Uiteindelijk werd het een fiasco en kreeg meneer Veerman toch gelijk, want we hebben het geen twee maanden volgehouden. Achteraf toch wel jammer.

Later werd ik in de Hoogstraat de buurman van meneer Veerman en hebben we er nog vaak om gelachen.

 

Drumband Stella Maris 5, door Joop Goslinga.

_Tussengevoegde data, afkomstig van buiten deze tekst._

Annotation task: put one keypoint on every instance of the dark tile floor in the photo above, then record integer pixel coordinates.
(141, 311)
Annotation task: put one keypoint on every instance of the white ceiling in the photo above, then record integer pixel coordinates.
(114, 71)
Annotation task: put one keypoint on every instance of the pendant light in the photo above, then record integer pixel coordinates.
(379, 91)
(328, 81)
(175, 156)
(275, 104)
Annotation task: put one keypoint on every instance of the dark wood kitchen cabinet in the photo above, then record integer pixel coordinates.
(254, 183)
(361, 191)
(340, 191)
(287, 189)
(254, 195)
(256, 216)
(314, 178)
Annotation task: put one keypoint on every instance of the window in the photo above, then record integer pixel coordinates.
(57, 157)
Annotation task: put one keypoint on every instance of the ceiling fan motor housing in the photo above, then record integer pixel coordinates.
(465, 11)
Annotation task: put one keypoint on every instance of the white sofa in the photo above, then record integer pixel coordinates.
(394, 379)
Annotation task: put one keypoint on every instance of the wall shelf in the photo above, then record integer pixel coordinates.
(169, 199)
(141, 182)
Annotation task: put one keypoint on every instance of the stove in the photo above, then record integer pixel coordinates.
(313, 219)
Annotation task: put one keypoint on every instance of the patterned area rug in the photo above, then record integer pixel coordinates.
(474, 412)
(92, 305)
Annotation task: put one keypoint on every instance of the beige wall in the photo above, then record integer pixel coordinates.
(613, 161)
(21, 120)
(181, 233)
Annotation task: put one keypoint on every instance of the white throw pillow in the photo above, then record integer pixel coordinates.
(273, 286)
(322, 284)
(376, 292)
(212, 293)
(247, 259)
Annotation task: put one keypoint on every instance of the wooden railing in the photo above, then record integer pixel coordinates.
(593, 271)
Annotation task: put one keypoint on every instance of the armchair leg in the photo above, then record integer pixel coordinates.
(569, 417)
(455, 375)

De drumband trommelde op zaterdagmiddag en ik heb er heel veel voor over moeten hebben om elke zaterdagmiddag mee te kunnen lopen. Op zaterdag moesten mijn twee oudere broers en ik altijd met pa mee om schillen op te halen en maakten we daarna de stallen schoon. De schillen haalden we s-morgens op en de stallen deden we s-middags. Het schoonmaken deed ik doorgaans met mijn broers en dan waren we meestal rond vier uur thuis. Maar als ik moest trommelen, moest ik om 2 uur bij Stella Maris zijn en dan zeiden de slimmeriken tegen m’n vader: als wij nou meegaan met de schillenwagen, dan kan Jopie vast beginnen met het schoonmaken van de stallen, dan lukt het hem vast om voor twee uur klaar te zijn.   

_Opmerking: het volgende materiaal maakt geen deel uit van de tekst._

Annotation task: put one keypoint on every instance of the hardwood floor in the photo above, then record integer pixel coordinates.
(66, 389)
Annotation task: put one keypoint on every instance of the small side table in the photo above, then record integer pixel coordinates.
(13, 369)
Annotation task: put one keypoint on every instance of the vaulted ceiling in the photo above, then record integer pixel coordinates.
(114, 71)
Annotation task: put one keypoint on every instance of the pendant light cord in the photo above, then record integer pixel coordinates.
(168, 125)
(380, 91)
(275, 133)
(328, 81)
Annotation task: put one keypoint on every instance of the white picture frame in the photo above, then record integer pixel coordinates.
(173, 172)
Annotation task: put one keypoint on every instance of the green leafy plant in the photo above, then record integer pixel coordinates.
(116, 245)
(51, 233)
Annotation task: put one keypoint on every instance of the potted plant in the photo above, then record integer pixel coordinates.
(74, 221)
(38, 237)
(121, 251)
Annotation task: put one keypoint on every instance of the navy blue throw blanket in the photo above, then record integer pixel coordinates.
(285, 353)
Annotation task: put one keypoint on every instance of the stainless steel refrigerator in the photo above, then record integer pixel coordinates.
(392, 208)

Ik kan u verzekeren, dat het uitmesten van de stallen wel tien keer zwaarder was dan met pa schillen ophalen. Vooral de varkensstal was een zware klus. Vieze varkens worden niet vet zeggen ze, maar dat is echt de waarheid. Die krulstaarten sliepen gewoon in hun stront, dus hun mest zat zo strak in elkaar dat je bij het uitmesten bijna blaren op je handen kreeg en dat mocht natuurlijk niet, want dan kon je niet trommelen. Je moest dus zuinig zijn op de handjes. 

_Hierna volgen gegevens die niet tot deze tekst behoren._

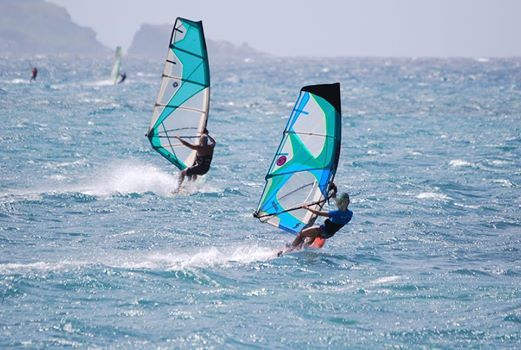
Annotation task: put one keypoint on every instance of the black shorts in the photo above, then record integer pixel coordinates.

Ondanks het gepest van mijn broers was ik toch op tijd klaar om loten te verkopen met de drumband, al schoot het eten er soms wel bij in. Over die beginjaren van  Stella Maris wil ik nog wat toevoegen. Ik ging daar zo graag naar toe, dat ik er letterlijk en figuurlijk  alles voor over had. Stella Maris hield in het najaar altijd een kerst-verloting. De loten werden achter in de Sint Joseph kerk en aan huis verkocht. Er waren mooie prijzen te winnen, zoals een fiets, een televisie en als troostprijzen voedselpakketten, die gratis ter beschikking werden gesteld door parochianen. De fiets was beschikbaar gesteld door fietsenzaak Huissen van de Draaiweg, de  televisie werd beschikbaar gesteld door firma Linssen uit de Kanaal - of Damstraat, die zelf in de parochie woonde. De opbrengst van de verloting was een mooie aanvulling voor de kas van Stella Maris en daar konden onder andere uniformen van gekocht worden. Ook de jaarlijkse zomerkampen werden daarmee  gefinancierd.

Reactie plaatsen

Reacties

JOOP ZIJDERVELD
een jaar geleden

Ook ik heb deel uitgemaakt van de drumband. Ik was eerst tamboer en later bazuinblazer. Een voorval kan ik mij nog goed herinneren. Er was een tamboer die soms epileptische aanvallen kreeg. Ik meen dat hij van Wijngaarden heette. We waren dacht ik voor een gastoptreden in Houten toen hij op het start commando een aanval kreeg. Hij viel op de grond en kreeg de bekende verschijnselen die horen bij zo'n aanval. Er brak paniek uit bij de omstanders maar de leiding die daar op gerekend had, greep snel in. Na enige tijd kon hij weer in de band plaats nemen en trommelde hij er weer lustig op los. Ik denk nog vaak terug aan die leuke tijd.